According to Dr. Laurel Schaider, a senior scientist at Silent Spring Institute who provided scientific testimony at the hearing, “Exposure to PFAS can have lasting impacts on people’s health. And the more we learn about these chemicals, the more we see health effects at lower levels of exposure. For example, studies show PFOA can alter mammary gland development at very low levels. Changes in breast development could have significant long-term implications for breastfeeding and breast cancer. Because PFAS are so persistent, their harmful effects have the potential to cause harm for generations.”

As of May, Massachusetts has tested 242 public water systems and found that 50 exceeded the new state guidelines for PFAs in public drinking water systems. An additional 1,300 public water systems in the Commonwealth have not yet been assessed under the new standard.

A new report released last week found evidence of PFAS in more than half of the 231 cosmetics tested in the US and Canada.

At least 11 states have banned some uses of PFAS chemicals.

On May 18, Vermont  passed a ban on PFAS in carpets and rugs, and California and Washington State are in the process of banning PFAS in carpets and rugs and in aftermarket sprays applied to carpets and textiles.

“Synthetic fluorinated petrochemicals are the most serious toxic challenge we are facing,” according to Clint Richmond, Massachusetts Sierra Club. “These ‘forever chemicals’ can harm us and the environment even in infinitesimal quantities yet Federal regulation remains lacking. Therefore states must act now to protect their residents.”

“We can’t stop water contamination if we keep producing and using PFAS in vast quantities,” said Laura Spark, Senior Policy Advocate at Clean Water Action, “Every one of the products in this bill can easily be made without toxic PFAS.  So, why would we choose to risk our health by continuing to make everyday items like dental floss with toxic chemicals that hurt us and will never go away?”

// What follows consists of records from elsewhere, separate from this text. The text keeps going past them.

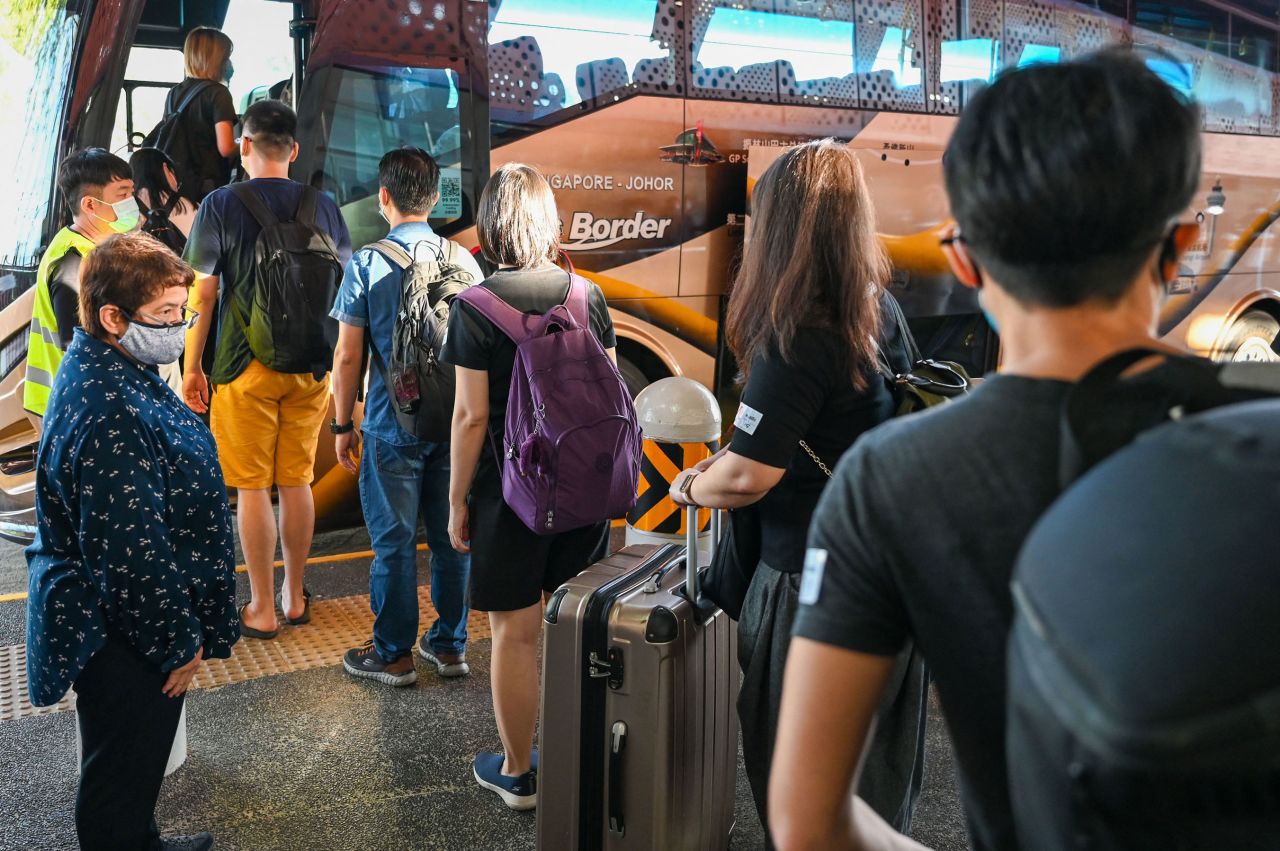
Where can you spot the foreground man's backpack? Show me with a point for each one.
(296, 277)
(420, 384)
(1144, 659)
(571, 451)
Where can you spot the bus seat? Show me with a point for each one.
(600, 77)
(721, 78)
(656, 73)
(766, 77)
(516, 74)
(842, 90)
(552, 95)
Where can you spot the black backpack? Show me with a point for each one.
(1143, 662)
(296, 277)
(156, 223)
(420, 384)
(172, 137)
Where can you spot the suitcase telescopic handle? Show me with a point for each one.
(691, 576)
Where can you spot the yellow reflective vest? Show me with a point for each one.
(44, 349)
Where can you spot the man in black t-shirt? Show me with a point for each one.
(266, 422)
(917, 536)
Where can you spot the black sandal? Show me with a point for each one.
(250, 632)
(306, 609)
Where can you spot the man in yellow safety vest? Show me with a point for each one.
(97, 187)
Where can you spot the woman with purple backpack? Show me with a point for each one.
(512, 567)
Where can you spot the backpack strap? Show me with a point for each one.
(577, 301)
(508, 320)
(1097, 421)
(259, 210)
(190, 97)
(393, 252)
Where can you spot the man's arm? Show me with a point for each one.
(195, 384)
(830, 696)
(347, 358)
(470, 422)
(64, 296)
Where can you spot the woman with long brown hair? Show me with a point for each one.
(805, 323)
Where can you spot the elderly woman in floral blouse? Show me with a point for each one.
(132, 572)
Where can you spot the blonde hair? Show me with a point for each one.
(813, 259)
(206, 53)
(516, 222)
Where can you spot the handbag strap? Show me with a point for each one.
(818, 461)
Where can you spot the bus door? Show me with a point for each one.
(266, 36)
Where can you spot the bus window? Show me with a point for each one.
(380, 109)
(149, 76)
(35, 68)
(549, 54)
(263, 60)
(766, 50)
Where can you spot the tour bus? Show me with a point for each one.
(652, 119)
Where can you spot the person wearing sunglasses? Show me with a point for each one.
(97, 188)
(132, 573)
(1068, 184)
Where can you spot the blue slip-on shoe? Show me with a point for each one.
(517, 792)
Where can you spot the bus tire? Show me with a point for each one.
(1251, 338)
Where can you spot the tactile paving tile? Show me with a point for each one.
(13, 687)
(336, 626)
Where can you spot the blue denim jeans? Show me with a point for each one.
(398, 485)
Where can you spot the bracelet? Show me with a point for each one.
(686, 490)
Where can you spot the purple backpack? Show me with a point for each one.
(571, 454)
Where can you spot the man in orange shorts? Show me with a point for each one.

The following organizations testified in support of the An Act Restricting Toxic PFAS Chemicals in Consumer Products to Protect our Health, S.1387/ H.2350 :

Built Environment Plus, Circle Furniture, Clean Water Action, Community Action Works, Conservation Law Foundation, Fashion Forward, Green Newton, MASSPIRG, Massachusetts Sierra Club, Massachusetts Breast Cancer Coalition, Maharam, Mamavation,  Nantucket PFAS Action Group, Northeastern Social Sciences Environmental Health Research Institute, Public Employees for Environmental Responsibility, Olive Design, Public Health Advocacy Institute/Center for Public Health Litigation, Seaside Sustainability, Sustainable Furnishings Council.